Story at a glance
- National data reports the average death rate from COVID-19 has fallen to about 600 per day.
- This is the lowest the figure has been since summer 2020.
- New cases and hospitalizations are falling as well.
The U.S. hit another significant milestone in its fight against COVID-19, with average daily deaths falling to 600 — the lowest fatality count since July 2020.
While the number is still grim, the death rate had held steadily at about 700 per day for several weeks.
National data report that January 2021 was the deadliest month for the U.S. in the course of the pandemic, with 4,406 fatalities alone reported on Jan. 12. Monthly, the average was a staggering 3,100 per day.

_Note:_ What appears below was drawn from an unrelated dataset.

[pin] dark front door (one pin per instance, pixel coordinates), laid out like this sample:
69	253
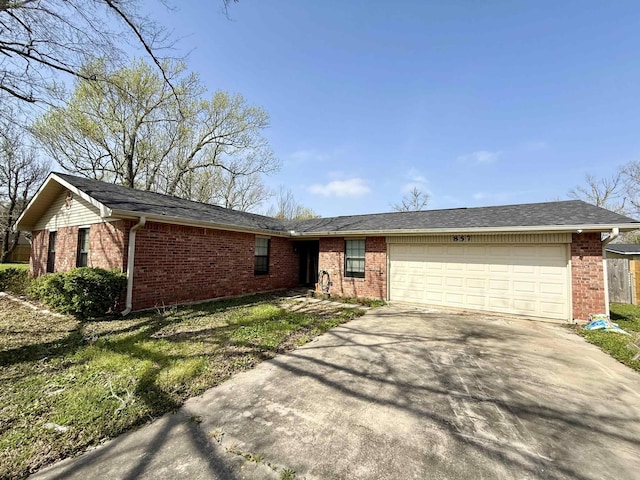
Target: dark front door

Hospitalizations and new confirmed infections have shown similar declining patterns, both having peaked in January and again slightly in April. Roughly 37,000 Americans are hospitalized with COVID-19 nationwide, and about 39,000 new cases are confirmed daily as of May 11.
Occurring simultaneously as falling COVID-19 cases are increased vaccinations. Data from the U.S. Centers for Disease Control and Prevention (CDC) show 264 million doses have been administered. Within this number, 46.4 percent of the population has received at least one dose, while more than one-third have received the full two shots.
These encouraging trends have prompted multiple states and jurisdictions to begin reopening at some level, although largely still mandating masks and physical distancing while in public.